Nowadays, with moder sensors and advanced computer probably would have been possible to both tame the engine and diagnose problems.
During the 36 Sea Launch missions there were no " instantaneous and violent" events or engines running amok. There was one engine failure just after liftoff where the rocket fell back into the flame bucket and the fuel and oxygen exploded into a large fireball.
Most of them were designed by ethnic Russians, Ashkenazi Jews, ethnic Germans (Yangel), Poles, and a tiny bit of ethnic Ukrainians (emphasis on tiny). There. Resolved whose rockets these were for you. Either way, Soviet Union is no more, so it's all moot -- most smart people either died or got out of both Russia and -- especially -- the Ukraine since late 90s/early 00s.
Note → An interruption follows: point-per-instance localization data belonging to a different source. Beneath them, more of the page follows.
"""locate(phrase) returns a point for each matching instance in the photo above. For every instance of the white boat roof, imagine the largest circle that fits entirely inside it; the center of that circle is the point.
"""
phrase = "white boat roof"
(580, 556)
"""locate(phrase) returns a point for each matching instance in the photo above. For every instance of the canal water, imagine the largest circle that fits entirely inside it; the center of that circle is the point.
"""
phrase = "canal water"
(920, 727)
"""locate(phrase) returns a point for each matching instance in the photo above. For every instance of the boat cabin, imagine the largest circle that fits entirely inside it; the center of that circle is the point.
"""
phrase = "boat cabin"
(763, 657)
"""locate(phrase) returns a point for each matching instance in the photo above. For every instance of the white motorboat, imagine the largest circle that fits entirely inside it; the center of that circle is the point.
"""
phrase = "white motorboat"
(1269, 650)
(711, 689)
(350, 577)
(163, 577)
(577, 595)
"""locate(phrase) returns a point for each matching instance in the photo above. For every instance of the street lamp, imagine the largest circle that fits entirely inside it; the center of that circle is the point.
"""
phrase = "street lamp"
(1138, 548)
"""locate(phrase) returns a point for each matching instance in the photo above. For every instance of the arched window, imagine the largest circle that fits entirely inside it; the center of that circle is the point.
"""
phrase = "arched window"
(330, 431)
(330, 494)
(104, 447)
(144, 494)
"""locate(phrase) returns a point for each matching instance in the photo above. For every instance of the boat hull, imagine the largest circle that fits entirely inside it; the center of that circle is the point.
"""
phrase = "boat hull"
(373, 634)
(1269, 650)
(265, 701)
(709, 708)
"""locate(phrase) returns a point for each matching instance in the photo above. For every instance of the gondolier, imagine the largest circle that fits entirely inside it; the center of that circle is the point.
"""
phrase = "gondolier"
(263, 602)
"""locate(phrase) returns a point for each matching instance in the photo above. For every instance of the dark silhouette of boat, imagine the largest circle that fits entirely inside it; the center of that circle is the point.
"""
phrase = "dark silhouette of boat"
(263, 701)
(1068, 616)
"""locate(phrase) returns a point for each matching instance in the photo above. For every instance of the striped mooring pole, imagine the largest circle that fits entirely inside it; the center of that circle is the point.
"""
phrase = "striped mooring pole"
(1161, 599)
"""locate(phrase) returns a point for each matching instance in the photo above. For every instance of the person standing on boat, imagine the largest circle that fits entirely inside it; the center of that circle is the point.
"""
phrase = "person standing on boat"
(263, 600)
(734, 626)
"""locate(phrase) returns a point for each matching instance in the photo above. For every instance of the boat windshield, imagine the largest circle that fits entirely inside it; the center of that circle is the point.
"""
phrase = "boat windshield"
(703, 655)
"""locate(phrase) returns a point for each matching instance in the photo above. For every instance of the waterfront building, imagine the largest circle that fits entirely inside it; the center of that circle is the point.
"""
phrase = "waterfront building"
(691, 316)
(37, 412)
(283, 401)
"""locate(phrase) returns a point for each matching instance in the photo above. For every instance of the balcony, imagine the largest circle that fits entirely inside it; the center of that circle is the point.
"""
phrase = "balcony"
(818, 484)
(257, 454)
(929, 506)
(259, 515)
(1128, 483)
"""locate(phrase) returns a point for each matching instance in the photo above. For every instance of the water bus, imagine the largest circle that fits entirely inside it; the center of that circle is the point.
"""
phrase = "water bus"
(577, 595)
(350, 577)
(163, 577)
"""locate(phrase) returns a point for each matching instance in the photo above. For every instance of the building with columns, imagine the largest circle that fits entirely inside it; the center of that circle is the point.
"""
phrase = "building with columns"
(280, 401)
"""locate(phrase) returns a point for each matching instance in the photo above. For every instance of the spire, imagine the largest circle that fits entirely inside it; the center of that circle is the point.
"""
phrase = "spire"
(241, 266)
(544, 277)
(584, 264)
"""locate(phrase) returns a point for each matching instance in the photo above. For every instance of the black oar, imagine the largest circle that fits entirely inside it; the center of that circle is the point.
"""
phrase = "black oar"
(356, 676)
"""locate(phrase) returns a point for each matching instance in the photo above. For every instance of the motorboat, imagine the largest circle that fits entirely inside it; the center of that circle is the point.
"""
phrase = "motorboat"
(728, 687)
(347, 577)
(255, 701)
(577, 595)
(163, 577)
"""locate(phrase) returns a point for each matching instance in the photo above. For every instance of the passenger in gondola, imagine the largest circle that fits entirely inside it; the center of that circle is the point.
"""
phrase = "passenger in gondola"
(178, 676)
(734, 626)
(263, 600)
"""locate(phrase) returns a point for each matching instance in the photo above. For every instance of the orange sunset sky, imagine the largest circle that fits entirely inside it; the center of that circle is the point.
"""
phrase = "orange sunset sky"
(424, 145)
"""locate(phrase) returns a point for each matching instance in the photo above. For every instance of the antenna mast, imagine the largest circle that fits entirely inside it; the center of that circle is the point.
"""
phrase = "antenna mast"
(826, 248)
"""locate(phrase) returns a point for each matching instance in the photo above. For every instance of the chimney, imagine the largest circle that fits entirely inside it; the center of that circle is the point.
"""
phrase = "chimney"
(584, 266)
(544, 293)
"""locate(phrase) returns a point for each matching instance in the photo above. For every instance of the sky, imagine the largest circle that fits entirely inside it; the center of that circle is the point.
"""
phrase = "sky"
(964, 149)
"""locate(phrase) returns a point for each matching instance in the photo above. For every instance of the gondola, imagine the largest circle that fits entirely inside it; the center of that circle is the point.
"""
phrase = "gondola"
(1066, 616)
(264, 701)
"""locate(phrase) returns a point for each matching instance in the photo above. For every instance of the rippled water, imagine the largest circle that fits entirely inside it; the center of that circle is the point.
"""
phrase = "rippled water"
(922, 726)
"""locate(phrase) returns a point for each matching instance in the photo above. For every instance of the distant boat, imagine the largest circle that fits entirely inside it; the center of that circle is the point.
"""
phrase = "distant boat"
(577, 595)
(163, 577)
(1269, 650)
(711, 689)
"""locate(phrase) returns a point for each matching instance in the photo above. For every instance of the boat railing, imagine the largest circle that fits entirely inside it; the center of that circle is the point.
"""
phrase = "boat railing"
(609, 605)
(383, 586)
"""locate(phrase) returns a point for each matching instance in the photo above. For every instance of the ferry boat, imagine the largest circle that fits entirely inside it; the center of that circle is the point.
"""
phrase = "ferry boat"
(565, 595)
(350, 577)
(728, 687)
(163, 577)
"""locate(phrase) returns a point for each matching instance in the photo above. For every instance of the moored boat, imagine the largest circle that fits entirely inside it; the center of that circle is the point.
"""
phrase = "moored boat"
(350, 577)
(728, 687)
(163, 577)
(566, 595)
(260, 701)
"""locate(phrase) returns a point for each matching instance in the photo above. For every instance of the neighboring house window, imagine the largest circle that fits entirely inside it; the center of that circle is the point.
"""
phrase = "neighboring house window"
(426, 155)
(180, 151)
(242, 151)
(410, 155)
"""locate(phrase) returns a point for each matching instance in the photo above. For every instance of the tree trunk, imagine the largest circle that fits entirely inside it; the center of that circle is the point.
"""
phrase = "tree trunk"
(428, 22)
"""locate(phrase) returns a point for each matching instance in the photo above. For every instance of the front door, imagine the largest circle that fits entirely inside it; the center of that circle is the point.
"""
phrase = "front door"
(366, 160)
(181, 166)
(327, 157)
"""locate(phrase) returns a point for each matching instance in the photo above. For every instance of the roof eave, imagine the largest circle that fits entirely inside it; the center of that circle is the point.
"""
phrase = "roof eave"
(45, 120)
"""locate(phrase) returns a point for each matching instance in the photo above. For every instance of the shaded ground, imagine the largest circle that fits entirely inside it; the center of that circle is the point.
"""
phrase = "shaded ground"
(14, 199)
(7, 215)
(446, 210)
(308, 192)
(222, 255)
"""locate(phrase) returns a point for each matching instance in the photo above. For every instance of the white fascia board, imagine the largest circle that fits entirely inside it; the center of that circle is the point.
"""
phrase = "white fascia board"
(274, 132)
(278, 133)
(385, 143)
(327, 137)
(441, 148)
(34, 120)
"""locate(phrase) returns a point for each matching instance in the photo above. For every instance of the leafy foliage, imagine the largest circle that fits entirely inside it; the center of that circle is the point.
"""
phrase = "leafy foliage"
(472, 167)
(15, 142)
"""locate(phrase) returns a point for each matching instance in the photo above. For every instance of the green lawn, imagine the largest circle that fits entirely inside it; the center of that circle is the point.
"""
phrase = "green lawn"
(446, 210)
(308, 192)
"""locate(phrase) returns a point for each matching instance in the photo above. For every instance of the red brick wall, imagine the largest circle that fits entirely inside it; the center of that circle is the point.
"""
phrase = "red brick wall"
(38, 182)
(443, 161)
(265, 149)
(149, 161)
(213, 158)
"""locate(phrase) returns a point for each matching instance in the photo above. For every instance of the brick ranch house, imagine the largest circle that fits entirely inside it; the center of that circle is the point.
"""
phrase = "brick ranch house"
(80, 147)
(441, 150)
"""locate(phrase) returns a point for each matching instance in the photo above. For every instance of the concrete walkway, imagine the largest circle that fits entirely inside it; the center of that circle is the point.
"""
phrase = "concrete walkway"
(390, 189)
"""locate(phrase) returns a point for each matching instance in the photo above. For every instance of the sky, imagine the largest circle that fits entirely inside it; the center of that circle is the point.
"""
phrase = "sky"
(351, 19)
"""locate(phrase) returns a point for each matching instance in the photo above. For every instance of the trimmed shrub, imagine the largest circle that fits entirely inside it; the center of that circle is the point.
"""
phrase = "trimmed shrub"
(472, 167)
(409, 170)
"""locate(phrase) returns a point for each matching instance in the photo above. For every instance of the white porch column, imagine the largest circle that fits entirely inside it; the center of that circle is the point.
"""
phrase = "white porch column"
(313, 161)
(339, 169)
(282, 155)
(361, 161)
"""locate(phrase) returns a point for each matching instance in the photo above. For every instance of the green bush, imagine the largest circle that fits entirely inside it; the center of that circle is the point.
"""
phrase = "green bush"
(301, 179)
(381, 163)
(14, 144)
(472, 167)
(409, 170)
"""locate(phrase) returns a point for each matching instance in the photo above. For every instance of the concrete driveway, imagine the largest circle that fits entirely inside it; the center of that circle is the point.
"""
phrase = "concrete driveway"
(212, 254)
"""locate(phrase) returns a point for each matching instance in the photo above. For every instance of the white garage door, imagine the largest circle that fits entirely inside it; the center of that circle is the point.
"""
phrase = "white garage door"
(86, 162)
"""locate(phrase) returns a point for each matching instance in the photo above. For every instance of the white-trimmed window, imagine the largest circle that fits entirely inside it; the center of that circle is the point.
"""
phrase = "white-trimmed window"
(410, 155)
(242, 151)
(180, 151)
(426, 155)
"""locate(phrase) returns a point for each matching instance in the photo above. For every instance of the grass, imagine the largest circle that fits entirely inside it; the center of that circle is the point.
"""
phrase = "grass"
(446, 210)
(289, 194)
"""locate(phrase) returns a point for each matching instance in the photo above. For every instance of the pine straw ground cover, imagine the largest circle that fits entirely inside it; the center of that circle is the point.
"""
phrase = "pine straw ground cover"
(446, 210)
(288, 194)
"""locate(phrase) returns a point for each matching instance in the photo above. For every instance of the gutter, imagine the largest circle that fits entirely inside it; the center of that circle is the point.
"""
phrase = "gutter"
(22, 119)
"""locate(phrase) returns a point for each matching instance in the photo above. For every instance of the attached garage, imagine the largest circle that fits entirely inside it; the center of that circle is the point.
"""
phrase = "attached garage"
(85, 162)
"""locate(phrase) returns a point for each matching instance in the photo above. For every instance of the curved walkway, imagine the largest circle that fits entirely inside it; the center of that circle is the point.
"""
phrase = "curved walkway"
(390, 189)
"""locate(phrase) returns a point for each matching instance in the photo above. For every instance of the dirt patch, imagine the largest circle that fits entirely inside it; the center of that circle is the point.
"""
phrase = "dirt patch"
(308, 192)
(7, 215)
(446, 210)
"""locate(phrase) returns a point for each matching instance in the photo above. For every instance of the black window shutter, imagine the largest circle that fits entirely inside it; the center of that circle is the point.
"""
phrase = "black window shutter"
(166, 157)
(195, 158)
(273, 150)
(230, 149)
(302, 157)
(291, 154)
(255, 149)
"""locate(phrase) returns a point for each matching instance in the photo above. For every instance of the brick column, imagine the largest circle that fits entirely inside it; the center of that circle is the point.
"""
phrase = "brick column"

According newly accepted version of history, Ukrainians built everything, starting from Atlantis and Pyramids.
Another reminder of how old Soyuz is, also how ridiculous the space industry was before Falcon 9...
I guess Elon Musk was able to build his own rockets after all
No, he's not a qualified engineer. He just paid for it.
@@zacklewis342 So I guess Elon Musk was able to build his own rockets after all
Don't leave us hanging like that! What happened next?!?!